In it’s most extreme form, certainty is zealotry. This zealotry can exist in areas other than just religion. Have you ever met a food zealot that has found the one true way to eat? Or a political zealot has supports to the one true party? Or maybe even a yoga zealot, that has found the one true way to practice? Underneath their fanatical certainty, you will see fear of the unknown. They are so desperately attached to their world view that they need to convert you to their way so that they can feel comfortable.

Most of us make our home in the karmic side of life, in an uncomfortable truce with certainty; it’s failed us before, but we are terrified of falling into the void of uncertainty, so we muddle along. The more spiritual among us may take vacations into uncertainty, finding new possibilities and bringing them back into our certain world.

Are you ready for the secret to success? It really quite simple, although not at all easy to practice. The secret to success is to make your home in UNCERTAINTY. Become comfortable with uncertainty, relax, enjoy it, revel in it; make love to uncertainty. Make uncertainty a friend instead of an enemy. Uncertainty is the ground of possibility, and the place of power. Don’t just visit, make your home there. Anyone can do this; we all have full access to the lila. It doesn’t depend on education, income level, age, sex, relationship status, or any other socio-economic parameter. To access the uncertainty of lila, let go of the need to control; Let go of being anxious;  Become quiet inside.

We can’t throw away the karmic world, we need to embrace that too. To study and learn cause and effect. Put in your time learning the rules and following the prescriptions so that when the time is right, you can step outside the rules and create new possibilities. Bill Gates did it this way in creating Microsoft. He was in college, learning cause and effect and following the Dharmic prescription of American society. But when the time was right, he stepped into new possibilities and created one of the most successful companies on the planet.

Following the Dharmic path may sometimes lead to success, but never leads to greatness. Choose wisely where you make your home.

This entry was posted in Ashwada, Humanity, Psychology, Rajanaka. Bookmark the permalink.
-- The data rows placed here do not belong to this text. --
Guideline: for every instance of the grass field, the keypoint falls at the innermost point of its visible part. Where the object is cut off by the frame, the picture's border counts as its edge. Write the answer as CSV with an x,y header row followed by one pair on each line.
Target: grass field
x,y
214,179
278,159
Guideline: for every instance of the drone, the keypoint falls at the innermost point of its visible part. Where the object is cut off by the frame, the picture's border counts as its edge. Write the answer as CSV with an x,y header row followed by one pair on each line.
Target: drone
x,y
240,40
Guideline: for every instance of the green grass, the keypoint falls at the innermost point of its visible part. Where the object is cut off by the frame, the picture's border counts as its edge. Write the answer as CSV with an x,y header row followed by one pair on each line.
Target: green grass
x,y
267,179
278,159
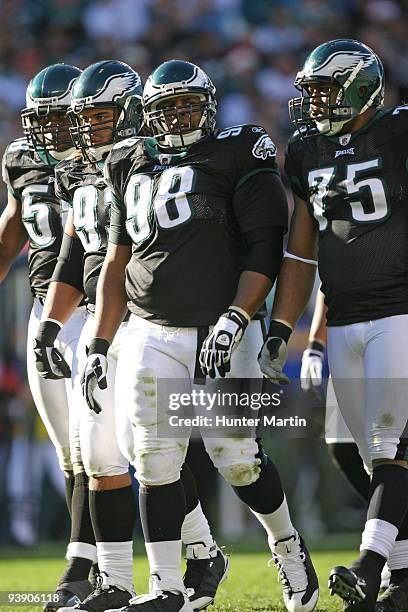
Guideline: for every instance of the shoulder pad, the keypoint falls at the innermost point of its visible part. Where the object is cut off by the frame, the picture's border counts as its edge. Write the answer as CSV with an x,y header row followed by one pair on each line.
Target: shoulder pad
x,y
16,149
123,149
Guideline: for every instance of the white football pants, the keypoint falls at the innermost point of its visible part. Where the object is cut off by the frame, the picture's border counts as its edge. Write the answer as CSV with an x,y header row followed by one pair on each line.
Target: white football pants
x,y
151,352
369,366
100,436
54,399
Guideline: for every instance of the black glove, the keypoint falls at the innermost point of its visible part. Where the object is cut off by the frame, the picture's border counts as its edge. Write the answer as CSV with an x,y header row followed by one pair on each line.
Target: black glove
x,y
95,371
49,361
274,352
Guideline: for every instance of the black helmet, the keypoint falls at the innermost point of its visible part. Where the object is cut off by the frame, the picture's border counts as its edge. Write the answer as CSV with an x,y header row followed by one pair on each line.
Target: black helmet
x,y
357,75
107,84
48,98
173,79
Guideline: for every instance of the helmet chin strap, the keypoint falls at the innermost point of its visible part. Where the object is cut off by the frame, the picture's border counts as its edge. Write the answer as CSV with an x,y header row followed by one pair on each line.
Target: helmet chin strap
x,y
99,152
329,128
175,141
60,155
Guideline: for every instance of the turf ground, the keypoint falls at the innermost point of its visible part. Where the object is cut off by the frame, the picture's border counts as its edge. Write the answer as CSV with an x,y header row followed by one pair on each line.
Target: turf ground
x,y
251,585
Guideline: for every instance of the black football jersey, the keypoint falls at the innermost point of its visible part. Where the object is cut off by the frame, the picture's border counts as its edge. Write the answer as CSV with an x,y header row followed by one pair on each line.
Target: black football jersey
x,y
82,186
32,184
356,189
185,217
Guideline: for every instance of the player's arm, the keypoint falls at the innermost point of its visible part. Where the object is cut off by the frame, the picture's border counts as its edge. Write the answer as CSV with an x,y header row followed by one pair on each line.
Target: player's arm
x,y
261,208
294,287
111,299
12,235
66,289
63,296
313,356
111,305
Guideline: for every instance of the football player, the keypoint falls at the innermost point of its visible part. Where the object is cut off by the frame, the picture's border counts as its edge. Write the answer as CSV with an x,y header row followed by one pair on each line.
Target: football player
x,y
34,213
341,446
347,167
105,109
195,241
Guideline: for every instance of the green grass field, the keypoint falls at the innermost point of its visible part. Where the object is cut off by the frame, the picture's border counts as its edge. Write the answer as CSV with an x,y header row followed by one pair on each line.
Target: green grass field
x,y
251,585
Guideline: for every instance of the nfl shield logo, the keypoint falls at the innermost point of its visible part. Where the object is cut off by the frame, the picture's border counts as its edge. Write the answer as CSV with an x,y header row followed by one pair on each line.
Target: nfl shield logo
x,y
344,139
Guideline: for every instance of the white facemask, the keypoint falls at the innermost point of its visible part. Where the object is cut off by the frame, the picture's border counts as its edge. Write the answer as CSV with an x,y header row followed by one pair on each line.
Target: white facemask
x,y
329,128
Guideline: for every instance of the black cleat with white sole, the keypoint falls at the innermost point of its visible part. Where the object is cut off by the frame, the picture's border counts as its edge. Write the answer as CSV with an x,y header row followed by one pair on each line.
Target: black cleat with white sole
x,y
68,594
207,568
158,601
296,573
103,597
354,589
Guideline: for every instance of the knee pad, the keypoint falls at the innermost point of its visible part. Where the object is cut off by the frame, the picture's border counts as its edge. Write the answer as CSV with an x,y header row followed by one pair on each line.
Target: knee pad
x,y
241,474
237,459
64,459
159,467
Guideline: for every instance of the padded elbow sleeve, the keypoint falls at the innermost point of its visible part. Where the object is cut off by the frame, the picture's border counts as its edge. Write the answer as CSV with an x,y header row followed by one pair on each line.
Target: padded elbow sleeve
x,y
70,268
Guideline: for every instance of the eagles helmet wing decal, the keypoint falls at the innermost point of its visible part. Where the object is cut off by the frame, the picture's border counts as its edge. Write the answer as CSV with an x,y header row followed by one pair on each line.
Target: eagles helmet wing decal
x,y
264,148
122,83
339,63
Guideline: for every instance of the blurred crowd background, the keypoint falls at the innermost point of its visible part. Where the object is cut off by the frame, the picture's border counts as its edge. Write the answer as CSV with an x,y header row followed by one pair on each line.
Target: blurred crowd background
x,y
252,50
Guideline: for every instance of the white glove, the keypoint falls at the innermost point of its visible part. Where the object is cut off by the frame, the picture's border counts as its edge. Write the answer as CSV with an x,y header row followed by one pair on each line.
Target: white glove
x,y
215,354
95,372
312,366
274,352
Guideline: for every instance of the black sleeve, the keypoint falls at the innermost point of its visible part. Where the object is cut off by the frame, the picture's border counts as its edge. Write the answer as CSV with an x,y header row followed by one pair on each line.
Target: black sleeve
x,y
70,267
117,228
294,176
265,250
261,202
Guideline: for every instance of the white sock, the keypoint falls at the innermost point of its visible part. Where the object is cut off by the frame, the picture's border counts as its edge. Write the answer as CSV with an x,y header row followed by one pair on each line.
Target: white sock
x,y
165,562
379,536
116,560
195,528
398,558
81,549
277,525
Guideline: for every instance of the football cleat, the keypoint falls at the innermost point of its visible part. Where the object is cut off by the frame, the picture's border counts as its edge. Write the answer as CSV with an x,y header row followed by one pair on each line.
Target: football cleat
x,y
394,599
158,601
207,567
69,594
296,573
104,596
353,588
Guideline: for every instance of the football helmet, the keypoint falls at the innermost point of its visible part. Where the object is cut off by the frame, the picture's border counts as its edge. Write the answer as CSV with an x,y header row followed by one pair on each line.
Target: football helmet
x,y
340,80
44,119
109,85
173,125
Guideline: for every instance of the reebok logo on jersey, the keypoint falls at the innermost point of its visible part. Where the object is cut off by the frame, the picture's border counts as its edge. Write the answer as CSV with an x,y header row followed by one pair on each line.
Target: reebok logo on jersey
x,y
349,151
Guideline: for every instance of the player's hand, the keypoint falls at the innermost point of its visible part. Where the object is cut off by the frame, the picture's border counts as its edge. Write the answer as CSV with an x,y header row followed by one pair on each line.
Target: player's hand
x,y
49,361
312,366
94,374
215,355
274,352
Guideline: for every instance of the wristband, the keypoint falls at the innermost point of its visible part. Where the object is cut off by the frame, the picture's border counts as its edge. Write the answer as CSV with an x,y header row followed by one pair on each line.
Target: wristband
x,y
316,345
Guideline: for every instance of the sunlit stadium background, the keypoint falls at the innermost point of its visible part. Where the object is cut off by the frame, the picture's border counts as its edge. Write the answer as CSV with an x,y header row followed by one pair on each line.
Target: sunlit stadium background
x,y
252,50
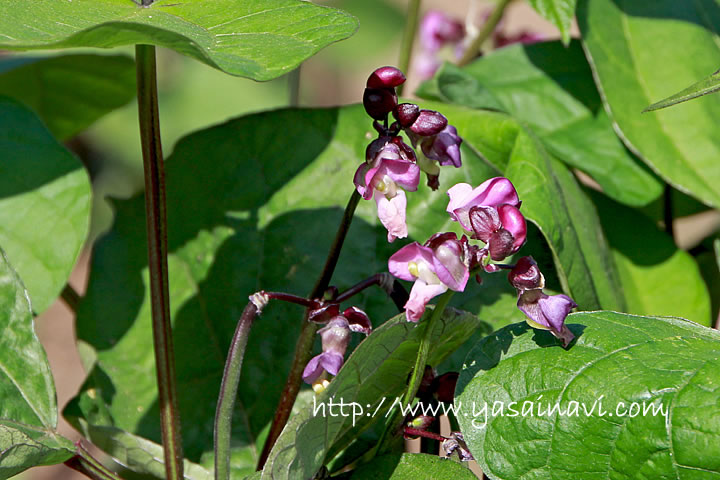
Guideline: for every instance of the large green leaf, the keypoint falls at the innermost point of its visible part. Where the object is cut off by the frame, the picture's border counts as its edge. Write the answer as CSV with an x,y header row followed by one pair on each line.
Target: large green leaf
x,y
622,40
28,411
44,203
559,12
69,92
657,277
705,86
411,466
259,39
550,88
618,360
371,379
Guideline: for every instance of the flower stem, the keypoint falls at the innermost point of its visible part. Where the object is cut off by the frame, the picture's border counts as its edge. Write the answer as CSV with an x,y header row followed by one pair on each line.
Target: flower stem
x,y
156,218
228,392
411,23
303,348
417,372
474,48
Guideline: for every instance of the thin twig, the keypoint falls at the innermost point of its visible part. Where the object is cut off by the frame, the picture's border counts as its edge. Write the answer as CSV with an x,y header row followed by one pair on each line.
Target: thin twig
x,y
156,218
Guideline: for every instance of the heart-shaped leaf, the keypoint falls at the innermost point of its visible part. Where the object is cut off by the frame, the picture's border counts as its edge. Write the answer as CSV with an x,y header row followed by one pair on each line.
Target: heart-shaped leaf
x,y
28,411
622,40
632,397
44,194
550,88
371,380
259,40
69,92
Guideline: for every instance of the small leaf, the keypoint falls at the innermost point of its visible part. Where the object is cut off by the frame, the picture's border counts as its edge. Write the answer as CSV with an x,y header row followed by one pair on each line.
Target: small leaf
x,y
617,361
371,379
703,87
559,12
44,195
622,42
258,40
412,466
69,92
28,411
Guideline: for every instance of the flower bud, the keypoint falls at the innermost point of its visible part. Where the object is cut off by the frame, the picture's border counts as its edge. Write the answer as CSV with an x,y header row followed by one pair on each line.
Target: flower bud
x,y
428,123
406,114
526,275
378,102
386,77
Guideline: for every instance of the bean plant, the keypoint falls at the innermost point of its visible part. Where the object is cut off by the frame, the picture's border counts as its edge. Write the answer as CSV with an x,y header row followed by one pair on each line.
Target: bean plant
x,y
510,266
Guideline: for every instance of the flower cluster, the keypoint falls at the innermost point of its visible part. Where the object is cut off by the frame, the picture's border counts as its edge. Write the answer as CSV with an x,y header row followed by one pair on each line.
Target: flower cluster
x,y
390,164
489,213
335,339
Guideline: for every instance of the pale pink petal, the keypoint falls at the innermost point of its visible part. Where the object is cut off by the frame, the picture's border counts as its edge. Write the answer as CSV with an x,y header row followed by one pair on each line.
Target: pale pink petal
x,y
420,295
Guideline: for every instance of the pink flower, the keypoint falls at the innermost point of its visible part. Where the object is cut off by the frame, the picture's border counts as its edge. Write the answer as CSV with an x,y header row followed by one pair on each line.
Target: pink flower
x,y
435,267
491,193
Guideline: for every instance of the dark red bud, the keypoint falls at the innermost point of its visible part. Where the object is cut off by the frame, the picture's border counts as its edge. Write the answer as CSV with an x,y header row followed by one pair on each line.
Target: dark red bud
x,y
526,275
429,123
378,102
406,114
386,77
501,244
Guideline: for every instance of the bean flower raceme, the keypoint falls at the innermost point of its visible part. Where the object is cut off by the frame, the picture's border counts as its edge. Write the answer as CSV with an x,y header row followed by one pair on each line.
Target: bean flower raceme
x,y
437,265
546,312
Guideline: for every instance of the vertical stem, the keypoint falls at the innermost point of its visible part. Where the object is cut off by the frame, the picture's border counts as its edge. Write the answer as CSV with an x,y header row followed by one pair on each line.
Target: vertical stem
x,y
156,219
411,23
487,30
294,86
228,392
303,348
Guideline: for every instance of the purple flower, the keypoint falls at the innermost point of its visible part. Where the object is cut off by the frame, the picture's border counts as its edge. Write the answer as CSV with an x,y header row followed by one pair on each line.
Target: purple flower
x,y
491,193
335,338
435,267
437,29
546,312
503,229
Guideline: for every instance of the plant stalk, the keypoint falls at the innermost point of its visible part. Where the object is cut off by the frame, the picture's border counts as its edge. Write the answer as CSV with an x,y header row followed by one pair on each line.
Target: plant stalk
x,y
228,392
303,347
474,48
411,24
156,218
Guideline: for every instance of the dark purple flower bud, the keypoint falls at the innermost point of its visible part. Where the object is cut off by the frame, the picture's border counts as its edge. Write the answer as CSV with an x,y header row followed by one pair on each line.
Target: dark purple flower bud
x,y
456,443
406,114
444,386
428,123
386,77
324,313
526,275
358,320
547,312
378,102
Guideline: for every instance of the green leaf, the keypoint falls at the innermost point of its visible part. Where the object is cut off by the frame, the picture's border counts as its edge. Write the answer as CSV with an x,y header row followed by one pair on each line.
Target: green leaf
x,y
28,411
69,92
371,379
706,86
622,40
559,12
657,277
551,198
653,362
44,203
259,40
411,466
550,88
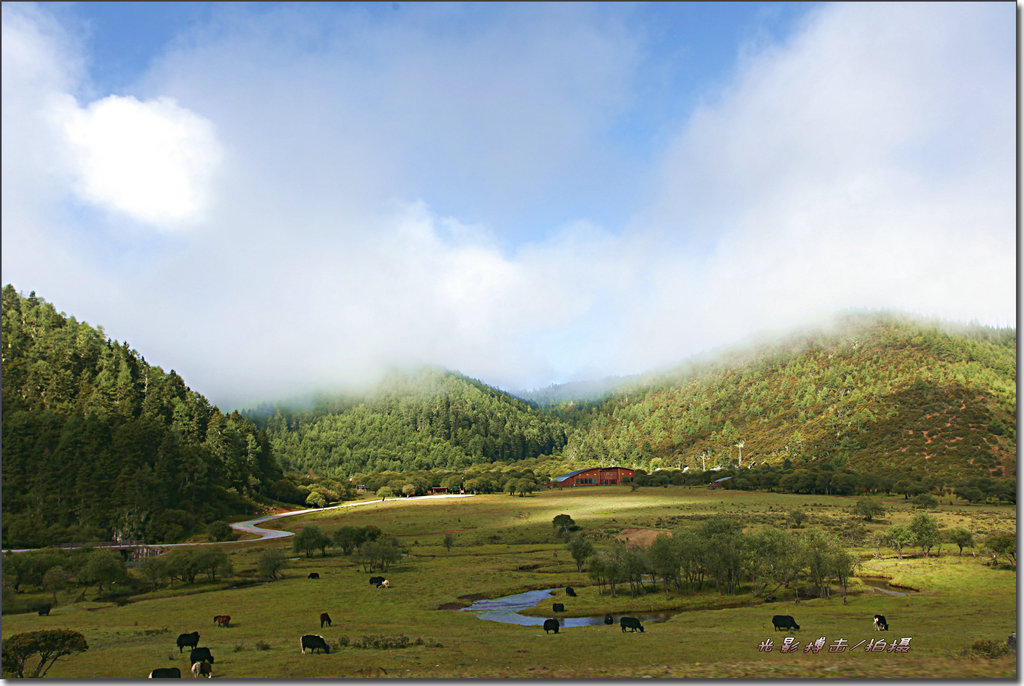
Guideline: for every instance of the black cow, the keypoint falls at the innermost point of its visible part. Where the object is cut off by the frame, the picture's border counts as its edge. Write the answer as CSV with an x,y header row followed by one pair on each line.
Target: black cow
x,y
314,643
199,654
784,622
166,673
190,640
203,670
630,623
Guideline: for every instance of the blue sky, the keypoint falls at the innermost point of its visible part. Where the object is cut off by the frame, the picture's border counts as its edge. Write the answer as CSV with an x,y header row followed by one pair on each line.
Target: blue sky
x,y
270,199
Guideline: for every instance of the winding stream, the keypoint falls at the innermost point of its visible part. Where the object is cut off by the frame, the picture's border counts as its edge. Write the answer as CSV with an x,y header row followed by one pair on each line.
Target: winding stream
x,y
506,609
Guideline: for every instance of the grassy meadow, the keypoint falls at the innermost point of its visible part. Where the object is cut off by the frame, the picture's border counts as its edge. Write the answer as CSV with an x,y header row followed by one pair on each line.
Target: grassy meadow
x,y
505,545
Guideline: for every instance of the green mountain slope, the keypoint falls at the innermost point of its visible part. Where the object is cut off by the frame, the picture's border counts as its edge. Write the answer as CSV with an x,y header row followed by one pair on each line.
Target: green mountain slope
x,y
425,419
97,443
877,392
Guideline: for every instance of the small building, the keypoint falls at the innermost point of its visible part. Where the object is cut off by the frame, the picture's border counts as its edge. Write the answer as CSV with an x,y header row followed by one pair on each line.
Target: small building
x,y
595,476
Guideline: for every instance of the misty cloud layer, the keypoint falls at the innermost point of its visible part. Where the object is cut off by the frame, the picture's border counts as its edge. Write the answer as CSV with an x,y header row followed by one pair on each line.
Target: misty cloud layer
x,y
321,198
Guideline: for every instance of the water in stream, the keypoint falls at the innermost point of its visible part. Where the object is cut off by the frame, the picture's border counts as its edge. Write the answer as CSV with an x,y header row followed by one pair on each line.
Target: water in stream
x,y
507,609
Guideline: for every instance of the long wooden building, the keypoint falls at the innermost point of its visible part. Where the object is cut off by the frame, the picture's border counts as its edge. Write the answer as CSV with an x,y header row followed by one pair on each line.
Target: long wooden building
x,y
595,476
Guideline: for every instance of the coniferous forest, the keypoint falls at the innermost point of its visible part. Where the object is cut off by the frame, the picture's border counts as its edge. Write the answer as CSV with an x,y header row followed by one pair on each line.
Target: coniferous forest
x,y
99,444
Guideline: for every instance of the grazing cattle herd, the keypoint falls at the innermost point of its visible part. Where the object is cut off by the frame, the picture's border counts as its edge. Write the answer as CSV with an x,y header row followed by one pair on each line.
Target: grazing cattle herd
x,y
314,642
190,640
630,623
202,659
202,669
4 Responses to The Secret of Success

  1. Thanks for your wonderful post, Alan, and for the kindness of your contemplation and friendship. What can be more rewarding than to know that someone comes away from an effort with such appreciation. Sadhu! Sadhu!

  2. Rico Soma says:

    When I first read the lists I thought silence was in the wrong column. But it came together at the end of this piece. We need to cultivate internal stillness to surf the wave that is lila. I enjoyed your post.

  3. yogapants58 says:

    Thanks for posting this. I recently heard Douglas talk these same topics. It is nice to hear it again, it helps me wrap my mind around it a little better.